Peresmian pusat studi ini dikemas dalam acara Bedah Buku yang berjudul “Pesantren Pluralis” karya HM Muntahibun Nafis yang nota bene juga ditunjuk sebagai Direktur PSP. Hadir sebagai narasumber, HM Muntahibun Nafis. Sebagai pembanding adalah KH Reza Ahmad Zaid dari Pondok Pesantren Al-Mahrusiyah Lirboyo, Kediri, serta Ngainun Na’im, salah satu penulis buku paling produktif dari IAIN Tulungagung. Bertindak sebagai Moderator Akhmad Rizqon Khamami, dosen filsafat IAIN Tulungagung.
Rektor IAIN Tulungagung dalam sambutannya menyampaikan, bahwa IAIN Tulungagung dengan adanya pusat studi tersebut diharapkan bisa mengambil ilmu dari pesantren, sekaligus bisa memberikan kontribusi dan dukungan akan keberadaan dan perkembangan pesantren.
“IAIN Tulungagung memang bukan pesantren tapi harapannya bisa seperti pesantren. Karena itu selain mendirikan Pusat Studi Pesantren ini kami juga telah melakukan kegiatan madrasah diniyah bagi mahasiswa semester 1 dan 2. Gurunya juga kami ambil dari pesantren maupun alumni pesantren”, kata Rektor.
Menurut Rektor, dari sejarahnya, perkembangan negeri ini tidak lepas dari peran pesantren. Sehingga jika IAIN Tulungagung setidaknya bisa seperti pesantren maka diharapkan juga bisa merawat jantung dakwah dan peradaban yang selama ini telah diperjuangkan oleh kalangan pesantren. Tentu saja harus dengan komitmen terhadap ilmu pengetahuan karena peradaban Islam bisa di-empowering jika seseorang memiliki komitmen terhadap ilmu pengetahuan.

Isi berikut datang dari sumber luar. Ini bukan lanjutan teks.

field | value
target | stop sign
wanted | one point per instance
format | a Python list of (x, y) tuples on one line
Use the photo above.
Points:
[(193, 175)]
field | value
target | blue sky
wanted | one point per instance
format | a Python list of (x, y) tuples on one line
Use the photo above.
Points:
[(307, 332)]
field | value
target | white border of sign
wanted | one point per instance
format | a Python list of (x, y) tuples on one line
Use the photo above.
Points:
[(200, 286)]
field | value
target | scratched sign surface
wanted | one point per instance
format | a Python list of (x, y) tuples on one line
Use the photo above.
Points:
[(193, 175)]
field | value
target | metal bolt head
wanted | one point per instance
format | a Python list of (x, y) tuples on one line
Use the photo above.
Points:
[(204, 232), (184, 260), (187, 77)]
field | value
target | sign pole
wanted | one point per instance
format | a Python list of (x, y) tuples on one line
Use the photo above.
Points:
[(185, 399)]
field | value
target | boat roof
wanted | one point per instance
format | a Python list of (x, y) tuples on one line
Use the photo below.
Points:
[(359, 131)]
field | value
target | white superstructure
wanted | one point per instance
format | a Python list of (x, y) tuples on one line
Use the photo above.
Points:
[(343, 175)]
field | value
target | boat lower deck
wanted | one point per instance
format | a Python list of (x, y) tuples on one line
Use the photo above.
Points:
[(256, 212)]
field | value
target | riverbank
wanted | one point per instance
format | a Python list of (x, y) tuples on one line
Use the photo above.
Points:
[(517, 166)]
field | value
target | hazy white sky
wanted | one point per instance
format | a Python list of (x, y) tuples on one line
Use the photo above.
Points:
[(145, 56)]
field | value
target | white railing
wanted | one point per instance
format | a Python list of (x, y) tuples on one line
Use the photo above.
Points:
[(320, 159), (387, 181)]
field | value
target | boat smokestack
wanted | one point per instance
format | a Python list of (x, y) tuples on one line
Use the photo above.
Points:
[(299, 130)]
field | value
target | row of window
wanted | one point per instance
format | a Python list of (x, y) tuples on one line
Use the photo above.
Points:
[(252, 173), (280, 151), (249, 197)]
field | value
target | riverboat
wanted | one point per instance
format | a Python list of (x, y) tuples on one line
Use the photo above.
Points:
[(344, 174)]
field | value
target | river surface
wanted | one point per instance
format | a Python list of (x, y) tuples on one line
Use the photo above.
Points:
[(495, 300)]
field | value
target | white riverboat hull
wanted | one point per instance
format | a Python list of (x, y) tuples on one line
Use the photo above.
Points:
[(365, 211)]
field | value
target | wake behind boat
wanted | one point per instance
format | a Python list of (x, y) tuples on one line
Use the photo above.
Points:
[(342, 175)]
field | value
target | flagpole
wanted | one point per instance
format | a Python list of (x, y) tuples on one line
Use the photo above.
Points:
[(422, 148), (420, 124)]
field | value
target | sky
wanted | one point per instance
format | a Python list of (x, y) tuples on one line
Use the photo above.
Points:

Sementara itu, narasumber bedah buku, HM Muntahibun Nafis dalam pemaparannya sebagaimana yang dia tuangkan dalam buku “Pesantren Pluralis” menyampaikan bahwa Pesantren Ngalah, Pasuruan, yang berdiri pada tahun 1986 dan diasuh oleh Kyai Sholeh, dalam perkembangannya berhasil menjadi pesantren pusat kajian pluralisme. Kyai Sholeh menanamkan kepada santrinya tentang bagaimana membangun kedekatan dengan sesama makhluk Tuhan meski beda keyakinan.
“Penanaman nilai-nilai pluralisme tidak hanya disampaikan dengan ceramah atau pengajian saja tapi juga dengan menulis. Terbukti banyak hasil karya Kyai Sholeh yang luar biasa dan menjadi rujukan bagi banyak kalangan. Tarekat beliau bisa dipahami dari kitabnya oleh masyarakat awam termasuk non muslim”, terangnya.
Diterangkan oleh narasumber bahwa ada 5 elemen yang menjadikan sebuah pesantren mendapatkan eksistensinya, yaitu: kyai, santri, kitab kuning, masjid, dan asrama. Dan pondok pesantren Ngalah Pasuruan tidak hanya memilik itu, melainkan juga mengalami transformasi secara pengelolaan dan manajemennya sebagai pesantren yang mengajarkan nilai-nilai pluralisme. Hal tersebut tampak dengan perkembangannya sebagai pusat studi agama dan juga memiliki santri dari kalangan non-muslim.
“Kami harapkan dengan adanya buku ini akan menjadi jawaban atas pernyataan barat yang menyatakan bahwa pesantren adalah pusat radikalisme dan terorisme”, kata Muntahibun Nafis.
Pembanding pertama dalam bedah buku tersebut, KH Reza Ahmad Zahid atau yang biasa disapa Gus Reza menyampaikan, dari data yang ada di Rabithah Ma’ahid Al-Islamiyah (RMI) bahwa di Jawa Timur itu pesantrennya paling banyak. “Kurang lebih di Jawa Timur ada 7000 pesantren. Dan jumlah santrinya ada 1,5 juta”, kata Gur Reza mengawali penyampaiannya.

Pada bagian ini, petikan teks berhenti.